Later in the article, the authors do acknowledge (citing Jeff Van Duzer) that "the dominant business paradigm needs to be turned on its head: instead of customers and employees being the means of serving shareholders, shareholders and their capital should serve customers and employees." It cites some bright spots, such as the commitments of companies like Patagonia and Chipotle, and the "B Corporation" movement.

But the article seems to be designed to convince ordinary Christians (and perhaps their pastors) that business is OK, and that these exceptional companies that they highlight are typical. Well, Enron was not typical either, but it turned out to be much closer to representing the current culture of American business than Patagonia can claim.

The article makes many excellent recommendations for how businesses should be run, and the attitudes that businesses should take to the responsibilities they have to various constituencies, including not only customers and employees, but the general public. What the authors do not do is give us an understanding of how the culture of American business can be changed. Having Christians read a few books, such as Van Duzer's, is a good thing. But what we need is a campaign to evangelize the business community, and that's not going to be easy.

Tuesday, July 14, 2015

Atkinson on Inequality

I recently finished reading Anthony B. Atkinson’s recent book Inequality: What Can Be Done?  It doesn’t duplicate what Piketty did in Capital in the Twenty-First Century, but in some ways I like it better. Atkinson’s examination of the determinants of income distribution focuses more on product and labor markets, and on the social context in which markets operate. Atkinson does not believe that we are condemned to increasing inequality because r is greater than g. He points to other times and places where inequality has been reduced even though growth rates were low.

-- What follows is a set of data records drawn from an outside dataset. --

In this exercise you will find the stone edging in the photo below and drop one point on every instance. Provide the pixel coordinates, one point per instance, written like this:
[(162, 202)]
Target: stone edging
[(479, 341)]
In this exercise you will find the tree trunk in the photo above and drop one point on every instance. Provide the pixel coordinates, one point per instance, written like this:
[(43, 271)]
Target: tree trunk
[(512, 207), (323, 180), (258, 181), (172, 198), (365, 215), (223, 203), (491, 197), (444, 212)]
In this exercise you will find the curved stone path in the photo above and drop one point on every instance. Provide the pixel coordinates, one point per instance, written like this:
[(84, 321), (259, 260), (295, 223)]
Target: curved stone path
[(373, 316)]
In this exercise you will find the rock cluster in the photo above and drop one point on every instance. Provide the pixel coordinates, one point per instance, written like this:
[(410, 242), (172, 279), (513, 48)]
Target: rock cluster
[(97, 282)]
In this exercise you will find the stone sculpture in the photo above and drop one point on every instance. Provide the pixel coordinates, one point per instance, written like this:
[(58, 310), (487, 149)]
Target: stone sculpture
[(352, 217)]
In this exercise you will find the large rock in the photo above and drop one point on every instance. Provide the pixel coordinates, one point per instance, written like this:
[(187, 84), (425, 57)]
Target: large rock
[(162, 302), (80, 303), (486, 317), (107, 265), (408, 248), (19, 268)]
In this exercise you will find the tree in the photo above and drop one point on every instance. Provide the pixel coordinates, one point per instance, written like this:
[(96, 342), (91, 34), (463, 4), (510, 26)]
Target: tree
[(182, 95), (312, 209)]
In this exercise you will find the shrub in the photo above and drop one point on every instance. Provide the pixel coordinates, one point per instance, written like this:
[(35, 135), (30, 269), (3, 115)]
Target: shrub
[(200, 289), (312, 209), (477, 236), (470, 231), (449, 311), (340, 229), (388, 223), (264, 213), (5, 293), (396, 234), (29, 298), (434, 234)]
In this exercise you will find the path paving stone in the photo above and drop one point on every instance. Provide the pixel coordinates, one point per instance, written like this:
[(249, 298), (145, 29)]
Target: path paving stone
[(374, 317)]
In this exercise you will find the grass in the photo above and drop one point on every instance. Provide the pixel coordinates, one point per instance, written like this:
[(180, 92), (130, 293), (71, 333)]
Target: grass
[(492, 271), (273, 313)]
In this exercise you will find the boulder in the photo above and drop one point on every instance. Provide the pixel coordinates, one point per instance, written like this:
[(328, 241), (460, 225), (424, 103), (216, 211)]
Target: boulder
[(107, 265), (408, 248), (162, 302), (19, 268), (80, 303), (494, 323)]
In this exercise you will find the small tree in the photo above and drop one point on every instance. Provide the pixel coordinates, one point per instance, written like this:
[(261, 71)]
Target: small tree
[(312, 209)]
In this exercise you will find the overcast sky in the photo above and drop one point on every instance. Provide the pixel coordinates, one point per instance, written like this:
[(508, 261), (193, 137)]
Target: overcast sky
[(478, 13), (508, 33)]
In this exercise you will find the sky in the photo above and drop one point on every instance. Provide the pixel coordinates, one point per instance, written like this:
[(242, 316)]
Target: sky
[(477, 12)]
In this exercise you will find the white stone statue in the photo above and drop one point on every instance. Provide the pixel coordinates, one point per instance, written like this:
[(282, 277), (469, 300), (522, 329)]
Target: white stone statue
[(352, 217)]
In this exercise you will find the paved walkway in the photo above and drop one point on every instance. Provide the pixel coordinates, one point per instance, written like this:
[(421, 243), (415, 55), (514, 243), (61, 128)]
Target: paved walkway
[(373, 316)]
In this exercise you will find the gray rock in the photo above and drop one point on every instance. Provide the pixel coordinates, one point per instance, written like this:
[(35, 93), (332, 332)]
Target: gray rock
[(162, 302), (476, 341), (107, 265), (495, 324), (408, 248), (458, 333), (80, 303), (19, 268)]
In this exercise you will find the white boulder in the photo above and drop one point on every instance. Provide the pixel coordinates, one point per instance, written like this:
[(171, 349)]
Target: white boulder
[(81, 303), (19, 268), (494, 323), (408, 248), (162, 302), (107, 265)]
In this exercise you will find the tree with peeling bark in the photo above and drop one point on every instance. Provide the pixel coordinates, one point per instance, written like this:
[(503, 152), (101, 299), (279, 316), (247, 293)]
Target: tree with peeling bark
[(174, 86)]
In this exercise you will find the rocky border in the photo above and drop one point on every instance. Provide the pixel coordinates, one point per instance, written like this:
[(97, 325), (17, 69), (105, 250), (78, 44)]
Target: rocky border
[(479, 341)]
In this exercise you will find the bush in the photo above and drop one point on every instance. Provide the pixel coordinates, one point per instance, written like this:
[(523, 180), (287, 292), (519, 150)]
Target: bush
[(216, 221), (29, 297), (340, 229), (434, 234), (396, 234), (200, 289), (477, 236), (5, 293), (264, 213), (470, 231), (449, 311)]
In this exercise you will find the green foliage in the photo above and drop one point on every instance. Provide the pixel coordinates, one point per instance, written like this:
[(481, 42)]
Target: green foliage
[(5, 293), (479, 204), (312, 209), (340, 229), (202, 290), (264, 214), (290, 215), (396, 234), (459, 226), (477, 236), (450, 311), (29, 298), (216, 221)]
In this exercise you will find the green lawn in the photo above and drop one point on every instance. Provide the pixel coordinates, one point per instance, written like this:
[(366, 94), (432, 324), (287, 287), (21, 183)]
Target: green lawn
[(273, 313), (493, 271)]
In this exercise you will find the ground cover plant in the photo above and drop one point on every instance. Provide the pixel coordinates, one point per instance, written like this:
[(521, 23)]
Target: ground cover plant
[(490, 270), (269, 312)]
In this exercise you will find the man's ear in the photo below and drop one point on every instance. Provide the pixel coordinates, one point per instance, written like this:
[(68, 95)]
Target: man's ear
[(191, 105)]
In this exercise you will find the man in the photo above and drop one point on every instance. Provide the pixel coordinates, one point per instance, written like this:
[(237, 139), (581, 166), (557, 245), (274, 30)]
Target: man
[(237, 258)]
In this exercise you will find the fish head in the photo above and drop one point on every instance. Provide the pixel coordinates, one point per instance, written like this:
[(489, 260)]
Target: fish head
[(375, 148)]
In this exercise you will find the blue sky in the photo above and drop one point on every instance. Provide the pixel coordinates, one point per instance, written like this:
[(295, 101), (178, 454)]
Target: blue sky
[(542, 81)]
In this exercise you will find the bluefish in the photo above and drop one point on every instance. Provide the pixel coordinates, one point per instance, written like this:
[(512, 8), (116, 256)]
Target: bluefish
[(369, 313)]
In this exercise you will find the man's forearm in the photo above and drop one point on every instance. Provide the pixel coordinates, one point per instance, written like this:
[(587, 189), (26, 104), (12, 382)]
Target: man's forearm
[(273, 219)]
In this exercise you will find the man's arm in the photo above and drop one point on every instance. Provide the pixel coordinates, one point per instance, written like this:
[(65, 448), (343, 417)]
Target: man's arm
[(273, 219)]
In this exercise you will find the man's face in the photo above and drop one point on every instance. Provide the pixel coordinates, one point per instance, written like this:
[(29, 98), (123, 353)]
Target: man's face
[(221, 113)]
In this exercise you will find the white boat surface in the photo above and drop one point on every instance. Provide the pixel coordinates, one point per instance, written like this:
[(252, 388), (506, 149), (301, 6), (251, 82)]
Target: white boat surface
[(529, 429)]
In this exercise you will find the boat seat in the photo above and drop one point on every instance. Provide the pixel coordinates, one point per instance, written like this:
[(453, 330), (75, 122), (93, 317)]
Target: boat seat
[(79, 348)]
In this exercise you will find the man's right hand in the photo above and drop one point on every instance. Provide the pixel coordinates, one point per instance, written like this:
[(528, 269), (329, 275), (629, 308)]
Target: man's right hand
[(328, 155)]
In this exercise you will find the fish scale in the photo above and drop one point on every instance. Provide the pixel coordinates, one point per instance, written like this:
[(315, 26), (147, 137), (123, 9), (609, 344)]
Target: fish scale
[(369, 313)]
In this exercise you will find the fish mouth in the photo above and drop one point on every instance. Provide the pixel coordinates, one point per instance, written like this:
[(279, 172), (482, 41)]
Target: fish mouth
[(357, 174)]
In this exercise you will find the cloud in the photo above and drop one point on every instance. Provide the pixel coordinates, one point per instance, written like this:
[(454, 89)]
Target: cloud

Atkinson points out that government policy had a lot to do with decreasing inequality in the past, and he proposes a long menu of options to consider at this point. In this he differs from Piketty, whose policy proposals are mostly limited to a global wealth tax. His fifteen proposals include comprehensive redesign of the income tax, to make it more progressive and to introduce an “earned income discount”, rather than the present discount for capital gains. He proposes a progressive lifetime capital receipts tax in place of the estate tax. He believes that all young people should receive a capital endowment when they reach adulthood, and that there should be a taxable “participation income” and a substantial child credit.


Many of these ideas would not get a lot of support in the U.S. today, or even in the U.K., Atkinson’s home. But they are cleverly designed to deliver help to those in need while preserving incentives and garnering strong political support. Everyone is eligible, but benefits are taxable at progressive rates. They borrow their best features from the design of successful programs like Social Security. Political action may be long coming, but planting these ideas in the public imagination now is important.